Not that he'd ever say that. What he did say was, “I don't know.”

Judy stared at him for a moment and kind of shook her head in disbelief and then looked at her mother. “Why would I be happy about this?”

“I'm finally becoming myself, not just Mrs. Thomas McIntyre.”

“Yourself? And dad had to move out?”

“He didn't have to, but it's what he wanted.”

Abby came up out of the basement then and was on her way to the kitchen when Judy said, “Abby, come here.”

“No,” Abby said. “Don't talk to me.”

Judy said, “I don't believe this.”

“Well, I don't believe you.” Audrey was leaning back on the couch then, getting out her cigarettes and lighting one and saying, “I guess it was crazy of me to expect a little support from you.”

Judy said, “No, it's just . . .”

Dougherty walked into the kitchen then, thinking maybe Judy and her mother could use a little time alone.

Abby was on the phone, twisting the cord around her fingers and letting it go and twisting it again. Dougherty was pretty sure she was sixteen or seventeen, about the same age as his little brother, Tommy, but sometimes he got Abby mixed up with Gillian, who was a year older. There was one more sister, Brenda, between the two girls at home and Judy, but she was out west somewhere, Calgary or Vancouver or something, Dougherty was never sure.

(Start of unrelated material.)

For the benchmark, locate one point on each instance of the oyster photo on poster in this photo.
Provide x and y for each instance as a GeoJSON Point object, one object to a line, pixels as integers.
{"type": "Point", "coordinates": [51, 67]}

“Okay, bye.” Abby uncoiled the phone cord from her fingers and hung up the receiver. “They still going at it?”

“They're just talking now,” Dougherty said. “I think it was just the shock — Judy wasn't expecting it.”

Abby went to the fridge and opened it. “Why not? Everybody else was.”

“I guess we didn't really know what was going on here.”

“I'd say you should've come out here more often, but I wouldn't come here if I didn't have to.”

“We're not that far away.”

“Yes you are.”

Abby had a glass of ginger ale in her hand then and Dougherty could hear his own father complaining about the kids drinking his mix. In his father's case, it was Pepsi he mixed with rum but he never called it Pepsi or Coke, just mix. Who drank all the mix? Dougherty almost laughed thinking about it.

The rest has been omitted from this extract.